この映画は859年が舞台。唐の玄宗皇帝のころ。そして唐自体も907年滅亡するその直前の物語。しかし詳しい説明は実は映画では何もなされない。ただ「反乱している」と言うだけである。
 これで悪い予感がしたが、導入部はよかった。
 チャン・ツィイー扮する小妹が遊郭で踊りで舞う。それも着物の袖で周囲に並べられた太鼓を、しかも観客の男が豆を投げ当てて音がしたものだけを叩くのだ。みごとなもので感心する。
 ただし外部に逃避行の旅に出るという物語の核心の部分に入るとドンドン悪くなる。中国の時代劇なのに何も歴史がからんでこないのだ。そのため何の深みもないつまらないと言うしかない愚作となった。

 前作の「HERO」で始皇帝を全国統一のために涙をのんで蛮勇をふるう英雄として描き歴史を無視していると同僚のチャン・カイコー監督に「真実のかけらもない」と批判された。でもこの映画に比べるとはるかによかった。今度は歴史すらも無いというべきか。
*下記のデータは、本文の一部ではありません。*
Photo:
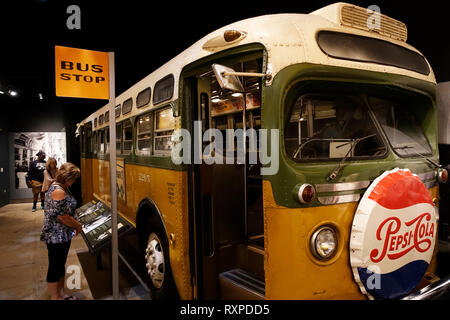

 中国の歴史を学んでいるとまさにうらやましくなるほどのドラマの宝庫である。それを新しい視点で歴史の中で動いた庶民と刺客など虐げられたものや使われた者たちの視点から描き、そして指導部との命令・協力と対立など様々の関係で捉える。そしてVFXを使って斬新な映像化をする。いくらでもすばらしいストーリーを持った華麗な作品ができるはずである。
 チャン・イーモウ監督は紅衛兵だったので文革時代は学校は機能せず歴史を学んでいないのだろう。これまでの過去のものを取り扱った91年の「紅夢」にしても原作があった。しかし一から描く時代大作となると欠点が全面的に出てくる。

 1年前は「時代劇のおもしろさに取り憑かれた」と言っていたチャン・イーモウだが次回作は「当分、時代劇はいいです。次は現代が舞台の文芸物を作りたいですね」とのこと。この息詰まりぶりからするとそれがいいと思う。